Investment News reported that New York’s highest court granted absolute immunity to multi-billion dollar MetLife, Inc. for filing a U-5 termination statement. In the retail securities industry, broker dealers must file a form U-5 with the Central Registration Depository operated by the National Association of Securities Dealers, Inc. every time a registered representative (persons that can sell securities to the public) departs from their employment. The form U-5 must contain the employer’s version of the reason for the termination.
In Rosenberg v. MetLife, Inc., the United States Court of Appeals for the 2nd Circuit certified a question from one of its cases to the highest court of New York and inquired whether MetLife had absolute immunity from a defamation suit for its entry on the Form U-5. The New York high court held that MetLife was entitled to absolute immunity for its U-5 entry.

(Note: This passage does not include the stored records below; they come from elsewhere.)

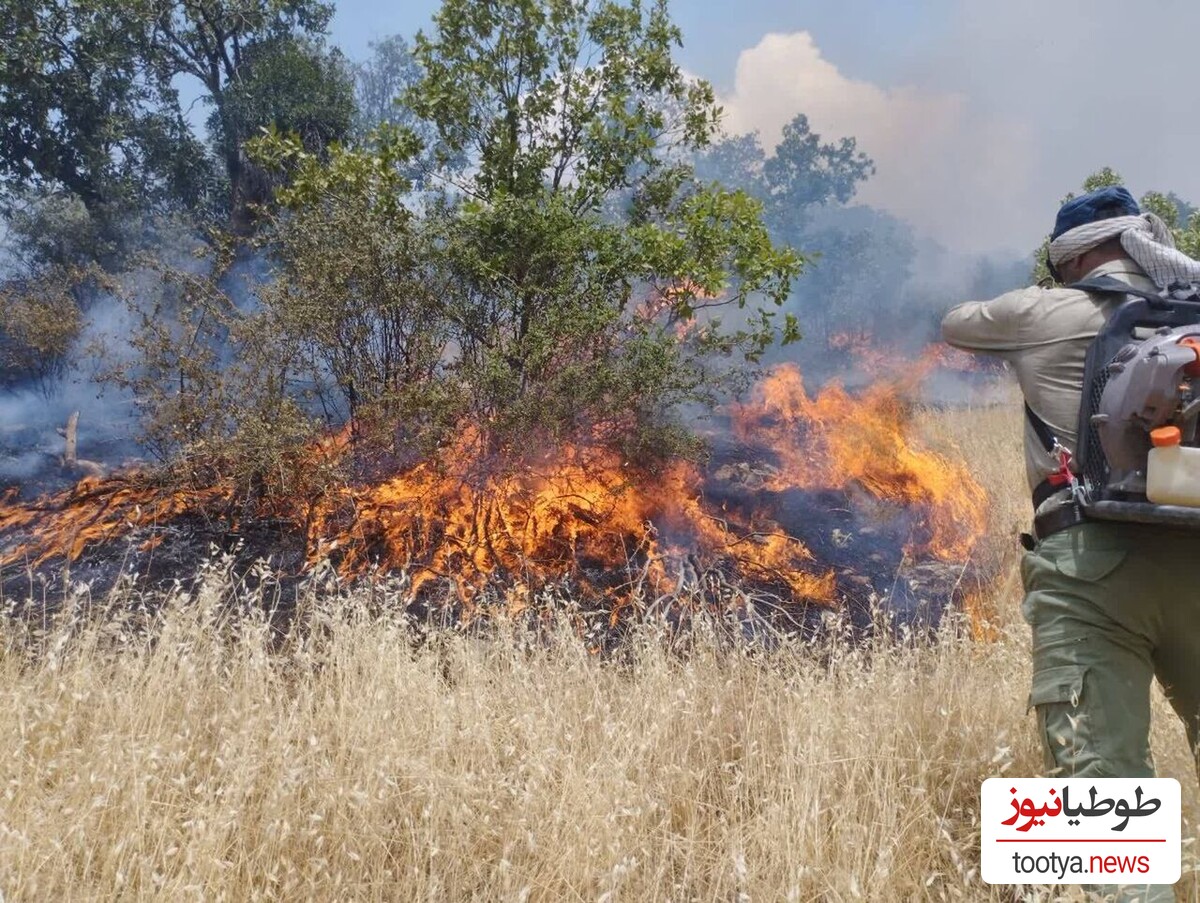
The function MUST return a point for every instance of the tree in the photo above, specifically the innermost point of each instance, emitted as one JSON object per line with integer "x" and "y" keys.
{"x": 567, "y": 283}
{"x": 804, "y": 173}
{"x": 389, "y": 73}
{"x": 85, "y": 112}
{"x": 292, "y": 85}
{"x": 209, "y": 40}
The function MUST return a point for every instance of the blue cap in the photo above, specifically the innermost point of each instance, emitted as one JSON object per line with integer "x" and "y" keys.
{"x": 1099, "y": 204}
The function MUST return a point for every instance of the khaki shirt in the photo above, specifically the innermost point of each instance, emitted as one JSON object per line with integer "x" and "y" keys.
{"x": 1044, "y": 334}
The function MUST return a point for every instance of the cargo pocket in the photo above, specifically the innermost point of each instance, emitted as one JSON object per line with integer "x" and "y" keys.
{"x": 1090, "y": 564}
{"x": 1066, "y": 723}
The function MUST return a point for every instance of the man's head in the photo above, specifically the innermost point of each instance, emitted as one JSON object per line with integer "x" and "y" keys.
{"x": 1099, "y": 204}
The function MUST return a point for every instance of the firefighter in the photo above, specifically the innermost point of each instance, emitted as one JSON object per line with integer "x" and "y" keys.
{"x": 1110, "y": 605}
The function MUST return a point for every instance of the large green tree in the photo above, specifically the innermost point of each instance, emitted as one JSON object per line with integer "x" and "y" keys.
{"x": 573, "y": 276}
{"x": 213, "y": 41}
{"x": 85, "y": 111}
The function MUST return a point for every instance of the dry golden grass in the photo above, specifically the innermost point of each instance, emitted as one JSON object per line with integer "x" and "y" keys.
{"x": 195, "y": 755}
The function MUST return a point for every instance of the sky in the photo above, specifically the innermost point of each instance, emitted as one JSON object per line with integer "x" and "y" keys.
{"x": 979, "y": 115}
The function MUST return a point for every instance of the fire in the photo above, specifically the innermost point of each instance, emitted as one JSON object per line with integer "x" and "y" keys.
{"x": 581, "y": 514}
{"x": 837, "y": 441}
{"x": 882, "y": 363}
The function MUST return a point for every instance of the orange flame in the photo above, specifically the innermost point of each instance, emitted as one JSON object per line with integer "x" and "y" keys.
{"x": 835, "y": 441}
{"x": 579, "y": 514}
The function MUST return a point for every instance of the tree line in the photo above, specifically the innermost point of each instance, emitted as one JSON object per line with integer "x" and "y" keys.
{"x": 526, "y": 222}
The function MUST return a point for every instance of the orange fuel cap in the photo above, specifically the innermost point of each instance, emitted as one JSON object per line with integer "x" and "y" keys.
{"x": 1192, "y": 342}
{"x": 1165, "y": 436}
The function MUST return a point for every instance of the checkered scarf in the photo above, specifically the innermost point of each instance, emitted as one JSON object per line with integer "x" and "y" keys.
{"x": 1145, "y": 238}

MetLife was immunized under the new doctrine even though MetLife stated for public consumption that its former employee was a “possible accessory to money laundering violations.” MetLife was not required to state whether its investigation established the accusation as fact or more than merely “possible.” Indeed, MetLife was not required to complete the investigation, no matter that its statement on Form U-5 might destroy its former employee, even if he was in fact innocent.
MetLife’s former employee was an Hasidic Jew and was hired by MetLife specifically for the purpose of reaching that community. The Hasidic Jews routinely relied on a free loan society to pay premiums, probably on variable insurance products that included securities investments in the variable accounts of the products, resulting in third party checks being used to pay premiums. MetLife, like most broker dealers, prohibits acceptance of third party checks for securities purchases. But, MetLife, knowing it was dealing with a cultural problem as much as anything else, did not set up monitoring procedures so that the loan society checks could be accepted. MetLife simply fired the employee.

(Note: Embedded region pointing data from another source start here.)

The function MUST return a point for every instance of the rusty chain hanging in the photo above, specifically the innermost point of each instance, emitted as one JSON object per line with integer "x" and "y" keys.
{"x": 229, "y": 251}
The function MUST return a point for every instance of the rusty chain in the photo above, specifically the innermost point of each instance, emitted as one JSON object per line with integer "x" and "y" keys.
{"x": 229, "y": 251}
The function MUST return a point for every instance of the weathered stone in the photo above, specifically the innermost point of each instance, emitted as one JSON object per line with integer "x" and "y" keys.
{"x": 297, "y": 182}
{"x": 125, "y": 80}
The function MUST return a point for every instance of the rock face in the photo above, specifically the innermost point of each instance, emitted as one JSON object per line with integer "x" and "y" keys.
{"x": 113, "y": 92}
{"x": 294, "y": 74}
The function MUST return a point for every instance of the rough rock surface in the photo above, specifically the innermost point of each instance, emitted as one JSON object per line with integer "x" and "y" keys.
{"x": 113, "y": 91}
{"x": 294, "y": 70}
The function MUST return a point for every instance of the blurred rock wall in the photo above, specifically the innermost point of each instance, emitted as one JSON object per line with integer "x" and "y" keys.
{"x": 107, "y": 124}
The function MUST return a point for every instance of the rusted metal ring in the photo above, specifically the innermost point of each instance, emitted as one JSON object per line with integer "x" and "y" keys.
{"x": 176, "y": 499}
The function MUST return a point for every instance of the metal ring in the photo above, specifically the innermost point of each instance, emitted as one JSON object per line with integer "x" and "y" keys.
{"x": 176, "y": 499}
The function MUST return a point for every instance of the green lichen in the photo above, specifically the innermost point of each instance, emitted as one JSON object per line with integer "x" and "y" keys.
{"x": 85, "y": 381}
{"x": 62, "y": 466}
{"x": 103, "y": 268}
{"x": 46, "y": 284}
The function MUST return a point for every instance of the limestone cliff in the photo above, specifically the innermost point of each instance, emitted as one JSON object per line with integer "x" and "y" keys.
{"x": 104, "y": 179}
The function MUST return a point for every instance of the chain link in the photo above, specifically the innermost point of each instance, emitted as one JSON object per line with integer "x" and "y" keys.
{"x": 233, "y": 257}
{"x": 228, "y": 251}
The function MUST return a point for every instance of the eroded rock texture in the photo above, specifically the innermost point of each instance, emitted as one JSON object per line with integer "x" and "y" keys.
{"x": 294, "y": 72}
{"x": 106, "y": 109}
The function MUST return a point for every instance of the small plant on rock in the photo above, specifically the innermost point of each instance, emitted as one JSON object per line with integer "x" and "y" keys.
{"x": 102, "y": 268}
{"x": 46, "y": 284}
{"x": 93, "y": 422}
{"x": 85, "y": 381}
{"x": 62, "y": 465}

Moreover, to conduct an actual investigation of the allegations in the Form U-5, MetLife could have retrieved copies of every check, inquired of some or even all of the policy owners and payors whether the check was part of a money laundering scheme. By so doing, MetLife could have avoided stating the former employee was a “possible accessory to money laundering violations.”

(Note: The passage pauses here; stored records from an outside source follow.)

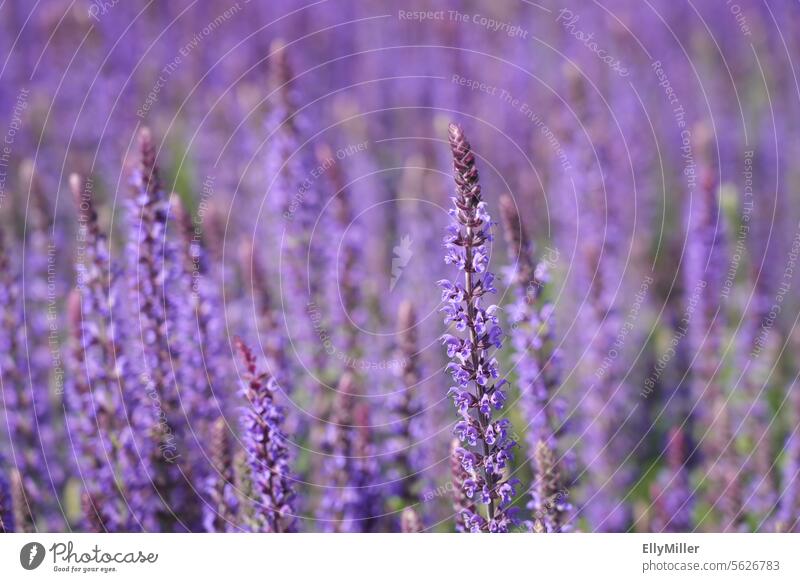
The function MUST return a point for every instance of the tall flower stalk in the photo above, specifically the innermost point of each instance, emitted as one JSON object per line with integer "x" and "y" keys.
{"x": 220, "y": 514}
{"x": 267, "y": 449}
{"x": 22, "y": 404}
{"x": 407, "y": 410}
{"x": 6, "y": 503}
{"x": 153, "y": 270}
{"x": 672, "y": 492}
{"x": 463, "y": 505}
{"x": 704, "y": 276}
{"x": 478, "y": 393}
{"x": 350, "y": 502}
{"x": 100, "y": 379}
{"x": 538, "y": 366}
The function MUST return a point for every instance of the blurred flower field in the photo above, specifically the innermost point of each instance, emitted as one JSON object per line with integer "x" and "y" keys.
{"x": 428, "y": 266}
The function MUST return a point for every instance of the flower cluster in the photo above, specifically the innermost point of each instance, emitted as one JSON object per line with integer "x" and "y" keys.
{"x": 537, "y": 363}
{"x": 267, "y": 449}
{"x": 478, "y": 392}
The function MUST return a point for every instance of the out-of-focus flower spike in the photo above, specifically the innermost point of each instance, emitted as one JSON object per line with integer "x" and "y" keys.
{"x": 267, "y": 449}
{"x": 6, "y": 504}
{"x": 407, "y": 410}
{"x": 98, "y": 394}
{"x": 152, "y": 273}
{"x": 671, "y": 492}
{"x": 220, "y": 514}
{"x": 21, "y": 504}
{"x": 537, "y": 362}
{"x": 22, "y": 403}
{"x": 410, "y": 521}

Of course, individual employees are fungible. Company profits, company costs, and company convenience are more important. MetLife’s policy owners and shareholders are probably well served by a management willing to destroy the life of an employee rather than spend the money to conduct and complete an investigation.
The New York high court noted that an employee still has a remedy. The employee can initiate legal proceedings to obtain expungement of the untruthful statements on Form U-5. Of course, because the out of work employee cannot collect any damages for defamation, the out of work employee has no way to pay for such a proceeding (the NASD filing fee would be hundreds of dollars and legal fees would likely be at least $7,500 for such a proceeding, and double or triple that amount on the coasts).
The CRD system was set up to protect the public from rogue brokers. In this instance, if the former MetLife employee was guilty of money laundering, MetLife apparently did not complete its investigation and amend the U-5 to remove the word “possibly,” and did not thereby inform the public of the risk. MetLife mostly likely did not refund any of the illegally accepted premiums. If the money was part of a money laundering scheme, should not MetLife be forced to disgorge the money or turn it over to the government? In the last analysis, all that happened was that MetLife was allowed to defame its former employee under a cloak of absolute immunity.
New York’s highest court has now issued a license to much of the industry to do the same. Does anyone think honestly they will refrain?